(JHE) — The disused 19th century synagogue in the town of Altkirch, is up for sale by the Consistoire of the Haut Rhin (CIHR), the Jewish administrative body of the Haut Rhin department in eastern France.
The synagogue officially went on sale in December. It is being offered via the Robischung real estate company at €245,000 as an “exceptional property” comprising 280 square meters and suitable for “multiple projects.”
The Consistoire says it is selling the synagogue, which was built in the 1830s and is listed as a heritage monument, because there is no longer a Jewish community in the town and the Consistoire cannot cover the maintenance and upkeep.
The sale highlights a widespread problem that affects both countries and regions (like North America and the UK) where synagogues fall vacant due to demographic shifts, and parts of Europe where they are vacant or abandoned due to the deliberate destruction of the Shoah.
“It is a remarkable building which has the advantage of being in the city centre, but it has not been used for more than 50 years, and its maintenance is very expensive for us,” Élie Cohen, president of the CIHR told the news outlet Le Parisien.
“When we decided to sell, we first contacted the town hall of Altkirch, with the idea of developing a cultural project for example. But the town let us know that it could not respond to our request. So we turned to a real estate professional,” Laurent Schilli, secretary general of the CIHR, told France3 broadcaster.

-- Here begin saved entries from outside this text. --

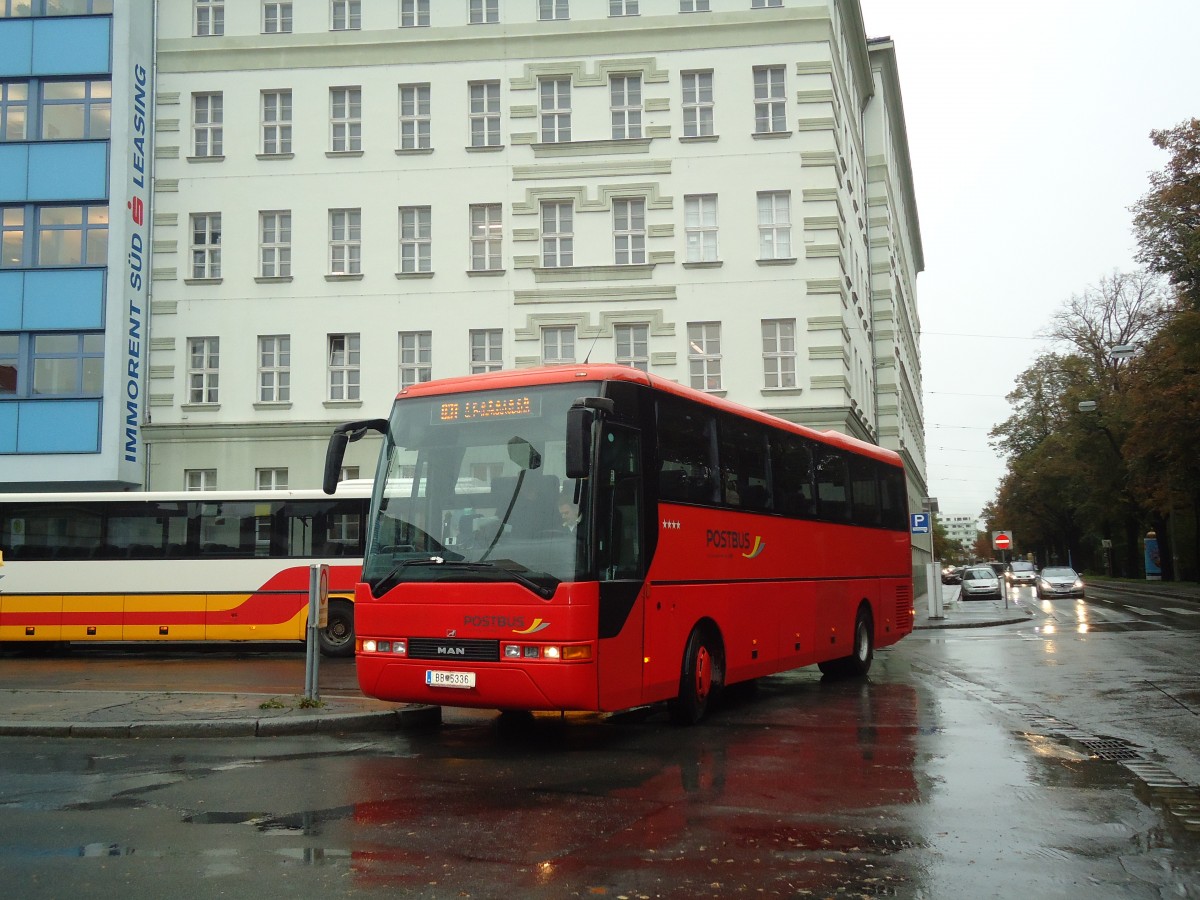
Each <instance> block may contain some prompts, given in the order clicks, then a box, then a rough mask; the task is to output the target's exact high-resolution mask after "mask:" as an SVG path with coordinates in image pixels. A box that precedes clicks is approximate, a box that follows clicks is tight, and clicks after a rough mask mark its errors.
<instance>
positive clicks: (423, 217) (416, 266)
mask: <svg viewBox="0 0 1200 900" xmlns="http://www.w3.org/2000/svg"><path fill="white" fill-rule="evenodd" d="M432 245H433V214H432V211H431V209H430V208H428V206H401V208H400V271H401V272H406V274H408V272H430V271H433V260H432Z"/></svg>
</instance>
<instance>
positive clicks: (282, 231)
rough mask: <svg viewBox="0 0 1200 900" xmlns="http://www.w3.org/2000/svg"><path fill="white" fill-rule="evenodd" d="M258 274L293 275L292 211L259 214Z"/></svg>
mask: <svg viewBox="0 0 1200 900" xmlns="http://www.w3.org/2000/svg"><path fill="white" fill-rule="evenodd" d="M258 235H259V238H258V240H259V244H258V274H259V276H260V277H263V278H287V277H290V276H292V211H290V210H264V211H263V212H259V214H258Z"/></svg>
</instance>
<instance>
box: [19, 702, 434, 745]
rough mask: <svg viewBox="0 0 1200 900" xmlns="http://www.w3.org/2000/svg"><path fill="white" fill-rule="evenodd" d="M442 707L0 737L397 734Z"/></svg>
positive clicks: (207, 722) (136, 737)
mask: <svg viewBox="0 0 1200 900" xmlns="http://www.w3.org/2000/svg"><path fill="white" fill-rule="evenodd" d="M440 721H442V707H431V706H408V707H403V708H400V709H384V710H379V712H374V713H334V714H329V715H310V716H304V718H299V716H296V718H266V719H252V718H244V719H188V720H182V719H174V720H168V721H128V722H65V721H38V720H30V721H10V722H5V721H0V738H5V737H47V738H254V737H259V738H269V737H286V736H293V734H343V733H354V732H367V731H398V730H401V728H419V727H428V726H432V725H438V724H440Z"/></svg>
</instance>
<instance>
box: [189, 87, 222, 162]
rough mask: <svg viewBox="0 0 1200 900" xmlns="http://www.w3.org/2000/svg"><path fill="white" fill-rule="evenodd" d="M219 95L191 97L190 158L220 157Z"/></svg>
mask: <svg viewBox="0 0 1200 900" xmlns="http://www.w3.org/2000/svg"><path fill="white" fill-rule="evenodd" d="M222 106H223V100H222V95H221V94H193V95H192V156H221V155H222V154H223V152H224V150H223V148H222V140H221V138H222V132H223V128H222V122H223V120H224V110H223V109H222Z"/></svg>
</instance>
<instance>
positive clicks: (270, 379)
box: [258, 335, 292, 403]
mask: <svg viewBox="0 0 1200 900" xmlns="http://www.w3.org/2000/svg"><path fill="white" fill-rule="evenodd" d="M258 402H259V403H290V402H292V335H259V336H258Z"/></svg>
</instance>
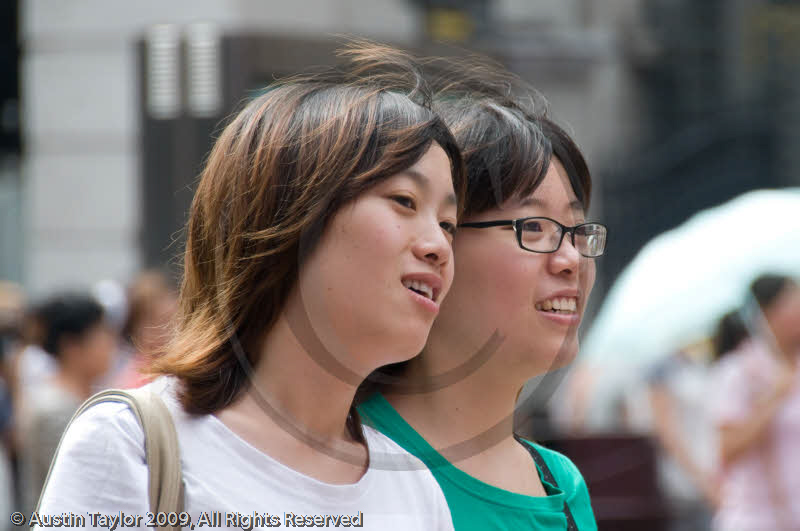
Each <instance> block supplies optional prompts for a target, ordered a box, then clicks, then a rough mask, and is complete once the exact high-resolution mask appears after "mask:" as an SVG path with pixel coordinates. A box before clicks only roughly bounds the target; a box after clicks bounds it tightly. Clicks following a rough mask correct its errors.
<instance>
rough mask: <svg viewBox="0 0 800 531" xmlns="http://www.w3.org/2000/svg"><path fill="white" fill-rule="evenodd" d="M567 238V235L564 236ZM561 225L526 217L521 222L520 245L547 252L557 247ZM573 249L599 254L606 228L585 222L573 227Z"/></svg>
mask: <svg viewBox="0 0 800 531" xmlns="http://www.w3.org/2000/svg"><path fill="white" fill-rule="evenodd" d="M565 238H569V236H565ZM560 241H561V227H560V226H559V225H558V224H557V223H555V222H553V221H551V220H549V219H542V218H536V219H528V220H525V221H524V222H523V223H522V245H523V246H524V247H525V248H527V249H530V250H531V251H537V252H543V253H549V252H553V251H555V250H556V249H558V244H559V242H560ZM574 245H575V249H576V250H577V251H578V252H579V253H581V254H582V255H584V256H600V255H602V254H603V251H604V250H605V246H606V228H605V227H604V226H603V225H600V224H599V223H587V224H585V225H580V226H579V227H577V228H576V229H575V243H574Z"/></svg>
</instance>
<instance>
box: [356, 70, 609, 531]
mask: <svg viewBox="0 0 800 531" xmlns="http://www.w3.org/2000/svg"><path fill="white" fill-rule="evenodd" d="M472 73H475V74H478V71H474V70H472V68H471V67H467V69H465V71H459V72H457V73H455V74H453V75H452V76H449V77H448V79H456V80H467V81H464V82H463V84H461V82H455V83H453V84H449V85H448V86H447V88H446V89H443V92H442V94H441V95H440V102H439V105H438V109H439V111H440V112H441V113H442V116H443V117H444V118H445V120H446V121H447V123H448V125H449V126H450V127H451V129H453V133H454V134H455V135H456V138H457V139H458V141H459V145H460V147H461V149H462V151H463V153H464V160H465V163H466V165H467V174H468V178H469V181H468V188H467V203H466V207H465V213H464V218H465V222H464V223H462V224H461V225H459V227H460V228H459V231H458V234H457V235H456V239H455V245H454V249H455V254H456V257H455V260H456V275H455V280H454V283H453V288H452V290H451V293H450V295H449V296H448V298H447V299H446V300H445V302H444V304H443V305H442V310H441V312H440V314H439V316H438V317H437V319H436V322H435V323H434V325H433V328H432V330H431V334H430V337H429V338H428V342H427V344H426V345H425V349H424V350H423V352H422V354H420V356H418V357H416V358H414V359H412V360H410V361H408V362H407V363H404V364H400V365H397V366H394V367H391V368H388V369H384V370H382V371H380V372H384V373H388V374H384V376H386V375H391V376H392V377H393V379H395V380H396V381H397V383H396V384H394V385H386V386H385V387H383V388H382V390H381V392H378V393H374V394H372V395H371V396H369V397H368V398H367V399H366V401H365V402H363V403H362V404H361V406H360V411H361V413H362V415H363V418H364V419H365V421H366V422H369V423H371V424H372V425H374V426H376V427H377V428H378V429H380V430H381V431H383V432H384V433H386V434H387V435H389V436H390V437H391V438H392V439H394V440H395V441H396V442H397V443H399V444H400V445H401V446H403V447H404V448H406V449H407V450H408V451H410V452H411V453H413V454H415V455H417V456H418V457H420V458H421V459H422V460H423V461H424V462H425V463H426V465H427V466H428V467H429V468H430V469H431V471H432V472H433V474H434V476H435V477H436V479H437V480H438V481H439V484H440V485H441V487H442V489H443V490H444V493H445V497H446V498H447V502H448V504H449V506H450V510H451V512H452V514H453V524H454V526H455V528H456V530H458V531H466V530H481V531H482V530H486V529H495V530H504V529H508V530H519V529H538V530H563V529H574V528H575V527H573V526H577V528H578V529H580V530H581V531H589V530H592V529H597V524H596V523H595V519H594V515H593V512H592V507H591V503H590V499H589V492H588V489H587V486H586V483H585V481H584V479H583V477H582V476H581V473H580V471H578V469H577V467H576V466H575V465H574V464H573V463H572V461H570V460H569V459H568V458H567V457H566V456H564V455H562V454H560V453H558V452H555V451H552V450H549V449H546V448H544V447H543V446H540V445H537V444H534V443H533V442H531V441H527V440H524V439H522V438H520V437H518V436H517V435H516V434H515V433H514V429H513V416H514V415H513V414H514V410H515V406H516V402H517V397H518V393H519V391H520V389H521V388H522V387H523V385H524V384H525V383H526V381H528V380H529V379H530V378H532V377H534V376H537V375H541V374H544V373H546V372H548V371H550V370H554V369H557V368H560V367H562V366H564V365H566V364H568V363H569V362H571V361H572V360H573V358H574V357H575V355H576V354H577V351H578V326H579V324H580V321H581V318H582V316H583V311H584V309H585V308H586V303H587V299H588V297H589V294H590V293H591V290H592V286H593V283H594V278H595V265H594V258H595V257H597V256H600V255H601V254H603V251H604V248H605V234H606V230H605V227H604V226H603V225H600V224H597V223H587V220H586V217H585V216H586V212H587V210H588V208H589V198H590V192H591V176H590V173H589V170H588V168H587V165H586V162H585V161H584V158H583V155H582V154H581V152H580V150H579V149H578V147H577V145H576V144H575V143H574V141H573V140H572V139H571V138H570V137H569V135H567V133H566V132H564V130H563V129H561V128H560V127H559V126H558V125H556V124H555V123H554V122H552V121H551V120H550V119H548V118H546V117H545V116H543V115H541V113H539V112H538V109H532V108H531V107H530V106H529V103H530V102H531V100H533V101H535V99H536V97H535V96H534V95H533V94H534V93H533V92H532V91H531V92H526V93H525V94H526V95H527V96H530V97H531V100H528V99H525V98H524V97H519V98H516V97H513V96H512V95H511V94H510V93H507V92H506V91H505V89H504V85H503V84H502V83H503V81H504V80H505V76H504V75H502V74H501V73H498V72H488V73H483V72H480V73H481V74H483V76H485V77H484V79H480V78H476V79H470V76H471V74H472ZM495 80H496V81H497V83H498V85H497V86H499V87H500V90H499V91H498V90H496V86H495V85H494V84H493V81H495ZM509 81H510V82H513V81H514V80H509ZM476 358H481V359H482V363H479V364H478V365H475V364H474V362H475V359H476ZM470 367H472V369H470ZM442 375H454V376H453V380H452V381H447V382H445V381H443V378H442ZM455 375H458V376H455ZM365 394H367V393H366V389H365ZM536 460H541V461H539V462H537V461H536ZM545 468H547V469H549V471H550V472H551V473H552V476H551V477H548V475H547V473H546V472H545ZM570 520H571V521H570Z"/></svg>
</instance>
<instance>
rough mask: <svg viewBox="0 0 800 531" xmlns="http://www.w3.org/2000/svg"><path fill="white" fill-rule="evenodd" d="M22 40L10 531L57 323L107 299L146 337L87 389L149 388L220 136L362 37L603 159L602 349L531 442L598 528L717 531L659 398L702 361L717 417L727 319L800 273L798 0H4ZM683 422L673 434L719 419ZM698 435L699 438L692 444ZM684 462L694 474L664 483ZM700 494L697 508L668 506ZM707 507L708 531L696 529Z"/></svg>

Schilli said profits from the sale “will be used to carry out work in other synagogues in the department, such as those of Thann or Guebwiller which are still active, and will also finance projects for the community of the living which for us is a priority.”
The synagogue was built in 1834-37. It was rebuilt in 1850 after suffering serious damage during antisemitic riots in 1848, a year when protests and uprisings swept parts of Europe. Transformed into a cinema in 1940 during the German occupation, it was restored and returned to Jewish use after the war. But by the 1960s, a viable Jewish community no longer existed in the town.
According the the 2013 book Les Gardiens des lieux, by Baptiste Cogitore and photographer Pascal Koenig, out of around 100 synagogues buildings in Alsace, around 40 are used for other purposes.
A photo exhibition about these places can be viewed until January 24 in the former synagogue in Muttersholtz, where Cogitore has been a writer in residence.